Music notation is an art form unto itself. Like graphic design, it serves multiple muses, but its raison d’être is to efficiently communicate ideas. Last week, the formidable Colin Holter asked if computer notation software is a moot issue considering society’s ever-increasing acceptance of everything digital, but judging from the posted responses, we composers like our pencils just as much as our laptops. As a pencil-wielding non-Luddite myself, here’s my take on the issue: While crystal clear in a utilitarian sense, computer engraved scores, for the most part, are just soulless clones devoid of any personality.

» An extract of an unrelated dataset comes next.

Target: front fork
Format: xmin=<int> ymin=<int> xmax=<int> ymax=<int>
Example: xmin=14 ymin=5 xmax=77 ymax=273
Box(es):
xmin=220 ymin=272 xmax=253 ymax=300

Although I’ve used Finale in the past, I choose to notate everything by hand. I think it gives my scores a unique character. Call me superstitious, but with all my handmade idiosyncracies left intact, I really believe that my imperfect stokes—maybe a hairline off in placement versus pro-grade engraving—does affect a musician’s interpretive sensibilities. At the very least, I know that I can better engage and inspire performers by creating highly visual scores on good ol’ manuscript paper. And after the original is made, go ahead and digitize—scan it, make a JPEG, photocopy, whatever—my penmanship stays intact.
The art of letter writing is anachronistic by today’s standards and diacriticals arranged in certain patterns in an email have replaced the heart-dotted “i” that once adorned juvenile love notes. But there’s no denying that handwriting says something about the author’s personality. People are going to continue to study graphology, even if it eventually becomes only a forensic or archeological study. As technology progresses ever further into our lives, we might soon be asking each other: What font do you use for your signature?
I’m not saying that great art can’t be created using bytes and pixels. But even in the fickle art world, it seems media art is less concerned with its own technology and convenience, and artists keep picking up paintbrushes. Just imagine if Luigi Nono had sat down at a Macintosh 512Ke to create his Post-prae-ludium per Donau. Would he have delivered a dot-matrix masterpiece? Perhaps. However, in the grand scheme of things, I much prefer that his chaotic scribbles coalesce into a beautifully cryptic and colorful score, suitable for framing.